This blog post describes improvements to the TensorRT pipeline for desktop and embedded GPUs with DeepDetect.
Full CUDA pipeline for real time inference
DeepDetect helps with creating production-grade AI / Deep Learning applications with ease, at every stage of conception. For this reason, there’s no gap between development and production phases: we do it all with DeepDetect.
This allows working from the training phase to prototyping an application, up to final production models that can run at optimal performances and perform inference in real time.
This methodology has several advantages:
- It removes the development to production difficulties since it preserves the input pipelines and ensures models retain their accuracy.
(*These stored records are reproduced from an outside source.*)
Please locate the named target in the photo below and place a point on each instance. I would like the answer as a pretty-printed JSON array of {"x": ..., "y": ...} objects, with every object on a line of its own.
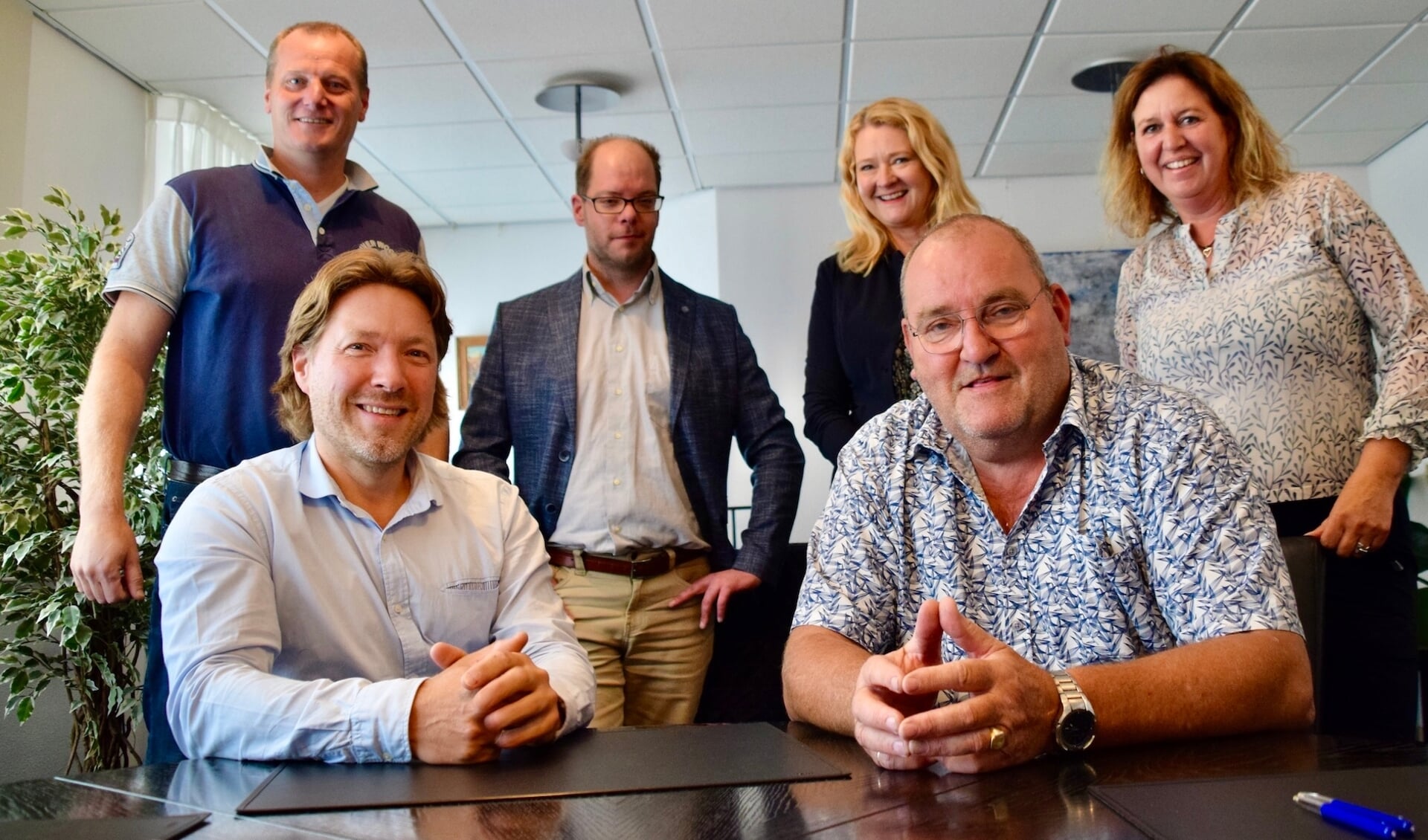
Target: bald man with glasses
[
  {"x": 1041, "y": 551},
  {"x": 620, "y": 391}
]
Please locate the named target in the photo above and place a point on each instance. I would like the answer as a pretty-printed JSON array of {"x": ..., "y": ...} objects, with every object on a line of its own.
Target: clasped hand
[
  {"x": 894, "y": 715},
  {"x": 482, "y": 703}
]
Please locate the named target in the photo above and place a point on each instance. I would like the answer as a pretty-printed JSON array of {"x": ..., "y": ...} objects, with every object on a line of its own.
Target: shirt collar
[
  {"x": 357, "y": 177},
  {"x": 315, "y": 482},
  {"x": 650, "y": 288}
]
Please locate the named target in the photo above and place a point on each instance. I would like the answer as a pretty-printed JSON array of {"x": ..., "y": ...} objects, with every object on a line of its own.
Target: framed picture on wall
[{"x": 469, "y": 351}]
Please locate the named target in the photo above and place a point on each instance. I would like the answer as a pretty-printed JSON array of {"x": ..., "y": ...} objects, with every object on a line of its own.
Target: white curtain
[{"x": 187, "y": 133}]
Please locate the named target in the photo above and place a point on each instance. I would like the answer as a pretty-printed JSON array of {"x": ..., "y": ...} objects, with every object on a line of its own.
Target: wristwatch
[{"x": 1075, "y": 728}]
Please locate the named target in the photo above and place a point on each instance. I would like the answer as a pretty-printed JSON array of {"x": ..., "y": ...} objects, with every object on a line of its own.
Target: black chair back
[{"x": 1307, "y": 562}]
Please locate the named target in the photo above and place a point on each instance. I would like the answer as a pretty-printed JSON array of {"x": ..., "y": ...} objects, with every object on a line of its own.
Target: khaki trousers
[{"x": 649, "y": 659}]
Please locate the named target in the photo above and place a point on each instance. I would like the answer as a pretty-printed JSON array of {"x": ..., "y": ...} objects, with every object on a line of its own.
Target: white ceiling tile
[
  {"x": 1302, "y": 57},
  {"x": 1373, "y": 107},
  {"x": 1057, "y": 117},
  {"x": 426, "y": 94},
  {"x": 739, "y": 23},
  {"x": 968, "y": 157},
  {"x": 964, "y": 120},
  {"x": 1293, "y": 13},
  {"x": 393, "y": 190},
  {"x": 507, "y": 213},
  {"x": 393, "y": 32},
  {"x": 631, "y": 74},
  {"x": 1043, "y": 158},
  {"x": 1285, "y": 106},
  {"x": 445, "y": 189},
  {"x": 547, "y": 133},
  {"x": 766, "y": 169},
  {"x": 946, "y": 19},
  {"x": 1060, "y": 57},
  {"x": 734, "y": 77},
  {"x": 196, "y": 43},
  {"x": 62, "y": 4},
  {"x": 936, "y": 69},
  {"x": 1127, "y": 16},
  {"x": 1407, "y": 62},
  {"x": 1341, "y": 149},
  {"x": 536, "y": 29},
  {"x": 428, "y": 219},
  {"x": 675, "y": 177},
  {"x": 240, "y": 97},
  {"x": 445, "y": 147},
  {"x": 773, "y": 129}
]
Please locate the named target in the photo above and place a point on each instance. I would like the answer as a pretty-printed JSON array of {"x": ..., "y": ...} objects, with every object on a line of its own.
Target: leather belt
[
  {"x": 190, "y": 472},
  {"x": 646, "y": 563}
]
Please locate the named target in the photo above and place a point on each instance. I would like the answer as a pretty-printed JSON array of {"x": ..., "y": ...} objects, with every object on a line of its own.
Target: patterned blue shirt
[{"x": 1144, "y": 532}]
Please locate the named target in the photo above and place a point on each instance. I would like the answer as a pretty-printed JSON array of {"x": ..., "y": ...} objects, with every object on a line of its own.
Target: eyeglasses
[
  {"x": 1000, "y": 320},
  {"x": 613, "y": 204}
]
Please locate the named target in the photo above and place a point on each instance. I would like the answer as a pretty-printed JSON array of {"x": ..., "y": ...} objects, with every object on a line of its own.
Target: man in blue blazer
[{"x": 620, "y": 391}]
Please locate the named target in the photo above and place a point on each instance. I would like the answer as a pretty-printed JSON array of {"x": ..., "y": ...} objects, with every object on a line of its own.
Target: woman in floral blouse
[
  {"x": 898, "y": 177},
  {"x": 1261, "y": 291}
]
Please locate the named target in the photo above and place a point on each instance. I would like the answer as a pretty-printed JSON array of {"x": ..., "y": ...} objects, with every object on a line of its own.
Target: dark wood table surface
[{"x": 1047, "y": 798}]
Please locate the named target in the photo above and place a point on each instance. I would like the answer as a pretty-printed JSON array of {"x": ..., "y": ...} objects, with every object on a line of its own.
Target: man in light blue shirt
[{"x": 324, "y": 596}]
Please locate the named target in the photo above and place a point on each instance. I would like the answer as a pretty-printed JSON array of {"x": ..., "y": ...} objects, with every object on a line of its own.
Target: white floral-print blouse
[{"x": 1279, "y": 334}]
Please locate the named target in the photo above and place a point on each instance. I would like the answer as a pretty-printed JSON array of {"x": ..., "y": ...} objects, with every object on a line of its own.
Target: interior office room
[{"x": 746, "y": 100}]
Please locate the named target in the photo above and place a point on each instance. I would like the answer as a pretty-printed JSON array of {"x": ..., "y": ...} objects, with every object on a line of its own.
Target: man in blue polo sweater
[{"x": 214, "y": 265}]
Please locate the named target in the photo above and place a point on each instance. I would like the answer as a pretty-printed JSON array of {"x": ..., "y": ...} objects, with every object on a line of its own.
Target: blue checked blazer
[{"x": 526, "y": 398}]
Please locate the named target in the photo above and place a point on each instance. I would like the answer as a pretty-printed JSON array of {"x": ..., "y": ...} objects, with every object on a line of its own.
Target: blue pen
[{"x": 1354, "y": 816}]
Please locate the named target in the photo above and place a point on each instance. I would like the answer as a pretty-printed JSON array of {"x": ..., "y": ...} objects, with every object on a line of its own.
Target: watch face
[{"x": 1077, "y": 729}]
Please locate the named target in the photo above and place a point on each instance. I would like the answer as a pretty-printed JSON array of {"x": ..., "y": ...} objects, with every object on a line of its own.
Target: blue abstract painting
[{"x": 1090, "y": 277}]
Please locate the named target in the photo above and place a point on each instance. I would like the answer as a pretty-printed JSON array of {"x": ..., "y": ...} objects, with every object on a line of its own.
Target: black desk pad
[
  {"x": 1261, "y": 806},
  {"x": 589, "y": 762},
  {"x": 103, "y": 829}
]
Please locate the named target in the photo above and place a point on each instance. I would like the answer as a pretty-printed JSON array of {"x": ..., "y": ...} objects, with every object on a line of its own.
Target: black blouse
[{"x": 855, "y": 349}]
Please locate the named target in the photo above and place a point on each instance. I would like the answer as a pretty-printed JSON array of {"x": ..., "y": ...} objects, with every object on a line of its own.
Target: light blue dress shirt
[{"x": 298, "y": 628}]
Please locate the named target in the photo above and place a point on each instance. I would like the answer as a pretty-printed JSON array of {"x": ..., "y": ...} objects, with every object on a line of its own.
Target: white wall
[
  {"x": 1398, "y": 181},
  {"x": 83, "y": 129},
  {"x": 15, "y": 94}
]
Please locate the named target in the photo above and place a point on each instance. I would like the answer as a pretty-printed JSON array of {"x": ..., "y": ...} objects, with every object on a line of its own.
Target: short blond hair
[
  {"x": 340, "y": 276},
  {"x": 1257, "y": 158},
  {"x": 937, "y": 155},
  {"x": 588, "y": 158}
]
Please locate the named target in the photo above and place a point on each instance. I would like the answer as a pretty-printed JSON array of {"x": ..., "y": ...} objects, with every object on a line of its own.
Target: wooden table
[{"x": 1044, "y": 799}]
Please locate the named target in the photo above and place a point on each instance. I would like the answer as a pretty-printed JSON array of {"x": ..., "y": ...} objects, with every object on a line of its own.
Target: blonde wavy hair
[
  {"x": 343, "y": 274},
  {"x": 931, "y": 146},
  {"x": 1257, "y": 160}
]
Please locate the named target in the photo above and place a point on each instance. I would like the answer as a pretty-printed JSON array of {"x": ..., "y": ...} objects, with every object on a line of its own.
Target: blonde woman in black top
[{"x": 900, "y": 175}]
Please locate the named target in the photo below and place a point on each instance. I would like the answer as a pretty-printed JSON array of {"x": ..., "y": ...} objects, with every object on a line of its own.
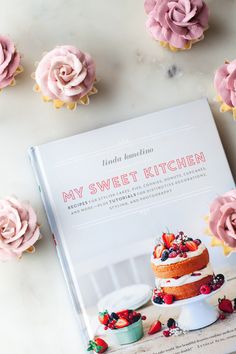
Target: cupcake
[
  {"x": 19, "y": 229},
  {"x": 177, "y": 24},
  {"x": 222, "y": 222},
  {"x": 9, "y": 62},
  {"x": 66, "y": 76},
  {"x": 225, "y": 85}
]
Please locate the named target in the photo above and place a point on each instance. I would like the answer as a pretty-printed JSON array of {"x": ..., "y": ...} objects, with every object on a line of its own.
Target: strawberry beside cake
[{"x": 182, "y": 269}]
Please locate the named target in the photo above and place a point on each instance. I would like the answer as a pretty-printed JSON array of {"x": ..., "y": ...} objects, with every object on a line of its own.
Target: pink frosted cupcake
[
  {"x": 225, "y": 85},
  {"x": 9, "y": 62},
  {"x": 66, "y": 76},
  {"x": 19, "y": 229},
  {"x": 177, "y": 24}
]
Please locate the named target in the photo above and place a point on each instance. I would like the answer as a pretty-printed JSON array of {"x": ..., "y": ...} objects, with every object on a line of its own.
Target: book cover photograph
[{"x": 142, "y": 213}]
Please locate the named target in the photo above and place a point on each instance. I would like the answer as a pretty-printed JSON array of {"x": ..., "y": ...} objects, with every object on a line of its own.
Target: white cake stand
[{"x": 196, "y": 312}]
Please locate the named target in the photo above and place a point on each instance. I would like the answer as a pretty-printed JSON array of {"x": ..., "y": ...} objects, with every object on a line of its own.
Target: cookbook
[{"x": 111, "y": 195}]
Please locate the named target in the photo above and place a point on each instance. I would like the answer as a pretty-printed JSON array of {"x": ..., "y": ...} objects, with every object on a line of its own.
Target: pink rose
[
  {"x": 222, "y": 220},
  {"x": 18, "y": 228},
  {"x": 176, "y": 21},
  {"x": 225, "y": 83},
  {"x": 9, "y": 61},
  {"x": 65, "y": 73}
]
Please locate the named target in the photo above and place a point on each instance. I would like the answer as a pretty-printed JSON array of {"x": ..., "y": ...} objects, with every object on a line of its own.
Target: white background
[{"x": 36, "y": 314}]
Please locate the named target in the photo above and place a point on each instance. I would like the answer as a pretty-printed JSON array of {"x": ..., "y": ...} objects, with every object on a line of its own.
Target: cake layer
[
  {"x": 187, "y": 290},
  {"x": 185, "y": 279},
  {"x": 182, "y": 267}
]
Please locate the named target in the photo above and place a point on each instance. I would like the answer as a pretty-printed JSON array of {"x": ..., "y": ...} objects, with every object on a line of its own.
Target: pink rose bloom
[
  {"x": 176, "y": 21},
  {"x": 65, "y": 73},
  {"x": 225, "y": 83},
  {"x": 9, "y": 61},
  {"x": 18, "y": 228},
  {"x": 222, "y": 220}
]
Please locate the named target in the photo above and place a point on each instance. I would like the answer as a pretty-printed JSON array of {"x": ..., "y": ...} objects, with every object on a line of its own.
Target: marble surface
[{"x": 137, "y": 76}]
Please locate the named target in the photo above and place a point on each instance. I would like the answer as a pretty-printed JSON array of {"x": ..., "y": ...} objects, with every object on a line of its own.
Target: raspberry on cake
[{"x": 181, "y": 267}]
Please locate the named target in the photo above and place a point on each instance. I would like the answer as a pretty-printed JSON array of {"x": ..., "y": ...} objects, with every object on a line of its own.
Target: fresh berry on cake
[{"x": 182, "y": 269}]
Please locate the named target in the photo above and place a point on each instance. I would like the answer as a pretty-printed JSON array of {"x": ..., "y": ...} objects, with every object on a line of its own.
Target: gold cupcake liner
[
  {"x": 18, "y": 71},
  {"x": 215, "y": 242},
  {"x": 225, "y": 108},
  {"x": 69, "y": 105}
]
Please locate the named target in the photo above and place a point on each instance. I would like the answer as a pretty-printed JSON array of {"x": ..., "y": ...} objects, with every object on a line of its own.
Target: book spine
[{"x": 34, "y": 157}]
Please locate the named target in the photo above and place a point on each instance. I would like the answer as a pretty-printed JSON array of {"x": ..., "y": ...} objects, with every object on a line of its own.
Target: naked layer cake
[{"x": 182, "y": 268}]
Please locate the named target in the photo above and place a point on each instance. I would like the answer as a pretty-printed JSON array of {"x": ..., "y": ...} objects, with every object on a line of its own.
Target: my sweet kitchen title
[{"x": 133, "y": 176}]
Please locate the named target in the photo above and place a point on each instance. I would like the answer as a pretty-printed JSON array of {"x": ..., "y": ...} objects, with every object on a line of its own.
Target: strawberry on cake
[{"x": 182, "y": 269}]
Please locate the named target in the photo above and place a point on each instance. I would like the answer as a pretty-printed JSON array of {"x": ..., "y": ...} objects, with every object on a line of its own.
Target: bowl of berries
[{"x": 126, "y": 326}]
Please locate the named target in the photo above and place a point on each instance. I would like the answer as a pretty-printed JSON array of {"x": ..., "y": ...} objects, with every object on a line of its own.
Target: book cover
[{"x": 111, "y": 192}]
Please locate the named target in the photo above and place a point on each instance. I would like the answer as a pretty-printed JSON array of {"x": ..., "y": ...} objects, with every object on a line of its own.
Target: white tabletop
[{"x": 36, "y": 315}]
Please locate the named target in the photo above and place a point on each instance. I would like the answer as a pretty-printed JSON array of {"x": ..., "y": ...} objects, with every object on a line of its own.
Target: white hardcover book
[{"x": 108, "y": 193}]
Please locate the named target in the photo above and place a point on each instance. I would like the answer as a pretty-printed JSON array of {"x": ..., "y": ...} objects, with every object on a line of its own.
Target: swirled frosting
[
  {"x": 9, "y": 61},
  {"x": 176, "y": 21},
  {"x": 18, "y": 228},
  {"x": 66, "y": 74}
]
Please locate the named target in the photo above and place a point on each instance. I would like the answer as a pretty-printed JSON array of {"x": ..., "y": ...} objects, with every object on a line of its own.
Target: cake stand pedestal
[{"x": 195, "y": 312}]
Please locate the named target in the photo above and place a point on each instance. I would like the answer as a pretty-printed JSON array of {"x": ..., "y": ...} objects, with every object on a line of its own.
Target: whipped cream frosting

- DeepDetect leverages dedicated optimization automatically for the underlying hardware, whether GPU, desktop CPU or embedded.
- Production-grade inference is readily available, without any changes, API calls remain identical.
This post focuses on the third point, and most especially GPU inference performances. And most especially the type of applications with real-time requirements.
At Jolibrain we see many very different industrial applications with this use-case, mainly in two categories:
Applications with a real-time requirements, such as virtual try-ons and virtual/augmented reality. These applications typically mix object detectors and GANs, requiring multi-model real-time inference.
Applications with very high throughput requirements. These industrial applications need processing points clouds, and other types of sensor outputs at very high speeds, e.g. 5000 frames per second.
For these applications, DeepDetect embeds a TensorRT backend to run models on NVidia GPUs with x2 or x3 performance gains. This is the best that can be done at the moment. TensorRT is efficient but it’s fair to note that it is not easy to setup properly and optimization comes with many, many caveats, such as unsupported layers, data types, all hardware dependent sometimes. For these reasons, we’ve automated it all into DeepDetect, so that these difficulties are abstracted away.
This has been efficient for a while, but as inference itself gets more optimized, and model prediction time decreases accordingly, the full input pipeline sometimes becomes the bottleneck, and needs to be optmized as well for even better efficiency.
In most of applications the raw data is not passed to the model directly, and some preprocessing is needed. This is typically true for images, where resizing, normalizing and format conversion are standard operations before the data hit the models.
These preprocessing steps can take an uneven amount of time, until they even become a bottleneck, most especially on edge/embedded devices with low computational power.
Preprocessing can be improved by using hardware acceleration. Most of the usual preprocessing operations are already implemented in OpenCV CUDA, and thus it’s been recently added to DeepDetect preprocessing pipelines.